〇 床暖房の上は避ける。置く場合は必ず断熱パネルを設置する。
〇 室内干しをする場所近くは避ける。あるいは近くで室内干しをしない。
湿度について
目安としては温度25℃前後、湿度50%前後。
一年通してこれを一定に保てれば理想ですが、ホールのピアノ庫でもなければ無茶な話しです。
しかしピアノのトラブルのうち、湿気や乾燥が原因となるケースが多いことも事実ですので
設置場所と同じく、あまり神経質になる必要はありませんが次の事に気を付けましょう。
頭の片隅に置き、少しの気遣いで良いのです。それがピアノのコンディションに大きく影響していきます。
湿気対策
日本は湿度の高い時期が長いため、乾燥よりも多湿によるトラブルが多いです。
鍵盤が上がらない、音が出ない、連打しにくい、タッチが重くなる等の症状が発生します。
特に雨が続く梅雨時は注意が必要です。
湿気の多い地域、場所に置く場合、可能なら除湿器を用意してください。
雨の日に除湿器を稼動するだけでも、多湿のトラブルはかなり減らすことができます。
乾燥剤も一定の効果が期待できます。除湿器のような即効性の効果は薄いですが
長い目で見たときには、乾燥剤を定期的に入れ替えているピアノは
入れていないピアノと比べて状態が良い事を実感する事ができます。
乾燥剤はピアノ用の物をお勧めします。ピアノ用乾燥剤(湿度調整剤)の主成分「B型シリカゲル」は
湿度が高い時に水分を吸収してくれるだけでなく、乾燥時には取り込んだ水分を放出する事で
ピアノ内の湿度を適した状態に保とうとしてくれます。
市販の乾燥剤は冬場の過乾燥を助長させる可能性もあるのであまりお勧めできません。
特に水を溜めるタイプの乾燥剤の使用は避けてください。
乾燥対策
冬場の乾燥した時期に、エアコンや床暖房をフル稼働する日が続くと
ピアノにも過乾燥の影響が出やすくなります。
過乾燥が続くと、音律が異常にずれる、雑音が出る
ひどくなると音が出ない、外装がヒビ割れるといった症状が発生します。
乾燥の影響が強いようであれば、加湿器を用意してください。
夏の蒸し暑さに比べ、冬の乾燥は不快感を感じづらいので、湿度計を見ながら管理出来ればベターです。

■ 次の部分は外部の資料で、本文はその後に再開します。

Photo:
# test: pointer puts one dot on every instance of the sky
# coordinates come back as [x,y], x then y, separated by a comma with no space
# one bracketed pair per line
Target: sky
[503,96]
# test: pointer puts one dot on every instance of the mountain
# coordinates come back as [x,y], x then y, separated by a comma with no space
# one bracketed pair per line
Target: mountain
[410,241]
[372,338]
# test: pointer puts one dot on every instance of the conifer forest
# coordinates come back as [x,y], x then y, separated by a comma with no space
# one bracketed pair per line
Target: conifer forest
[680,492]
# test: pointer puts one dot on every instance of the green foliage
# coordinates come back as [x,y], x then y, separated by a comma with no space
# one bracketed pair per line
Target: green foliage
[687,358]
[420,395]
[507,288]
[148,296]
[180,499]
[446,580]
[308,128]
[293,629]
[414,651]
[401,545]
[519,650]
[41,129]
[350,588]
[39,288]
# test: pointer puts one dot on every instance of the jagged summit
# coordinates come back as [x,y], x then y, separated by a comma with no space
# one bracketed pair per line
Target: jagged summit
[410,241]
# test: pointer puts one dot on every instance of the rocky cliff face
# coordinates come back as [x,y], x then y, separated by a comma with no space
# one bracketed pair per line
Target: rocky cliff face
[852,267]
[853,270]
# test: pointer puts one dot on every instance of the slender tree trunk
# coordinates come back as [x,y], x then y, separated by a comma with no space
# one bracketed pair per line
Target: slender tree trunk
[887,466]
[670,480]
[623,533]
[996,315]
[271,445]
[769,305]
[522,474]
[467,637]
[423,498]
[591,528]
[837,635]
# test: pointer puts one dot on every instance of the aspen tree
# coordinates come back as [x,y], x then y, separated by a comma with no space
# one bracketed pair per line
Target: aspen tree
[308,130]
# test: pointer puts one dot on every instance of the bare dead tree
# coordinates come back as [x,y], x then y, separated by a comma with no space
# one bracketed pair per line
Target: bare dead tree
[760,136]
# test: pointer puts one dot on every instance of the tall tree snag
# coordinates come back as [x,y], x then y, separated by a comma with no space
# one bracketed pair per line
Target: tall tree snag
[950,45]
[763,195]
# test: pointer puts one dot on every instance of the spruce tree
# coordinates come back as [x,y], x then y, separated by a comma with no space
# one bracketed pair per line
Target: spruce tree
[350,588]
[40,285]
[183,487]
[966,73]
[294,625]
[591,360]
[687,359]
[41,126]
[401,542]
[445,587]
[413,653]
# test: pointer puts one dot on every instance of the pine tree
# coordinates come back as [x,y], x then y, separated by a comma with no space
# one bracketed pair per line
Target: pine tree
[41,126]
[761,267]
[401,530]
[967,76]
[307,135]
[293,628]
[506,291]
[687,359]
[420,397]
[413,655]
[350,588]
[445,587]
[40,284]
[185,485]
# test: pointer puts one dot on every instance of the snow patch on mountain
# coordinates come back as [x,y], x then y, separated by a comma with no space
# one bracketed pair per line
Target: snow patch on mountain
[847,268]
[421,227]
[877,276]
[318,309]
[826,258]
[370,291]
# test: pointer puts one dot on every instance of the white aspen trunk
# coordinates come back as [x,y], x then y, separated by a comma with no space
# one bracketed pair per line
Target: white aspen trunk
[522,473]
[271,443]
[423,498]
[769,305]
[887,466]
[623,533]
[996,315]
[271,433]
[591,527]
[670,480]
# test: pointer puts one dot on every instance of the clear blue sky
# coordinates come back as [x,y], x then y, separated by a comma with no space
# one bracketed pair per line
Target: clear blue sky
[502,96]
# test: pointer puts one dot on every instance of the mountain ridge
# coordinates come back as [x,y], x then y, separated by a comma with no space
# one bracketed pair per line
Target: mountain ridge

乾燥した日にエアコンをフル稼働すると、湿度はあっさり40%を下回りますが
この状態は明らかに過乾燥です。広い空間だと加湿器を使用しても50%に近づけるのは
難しいですが、出来るだけ40%を下回らないよう気をつけてください。
また、加湿器はピアノに近すぎる位置には置かないようにしてください。
エアコンと加湿器、ピアノの位置関係により
加湿器の水分をエアコンの風がピアノに運んでしまい、湿気による故障がおこるケースも
ありますので、それぞれの設置場所を考慮する必要があります。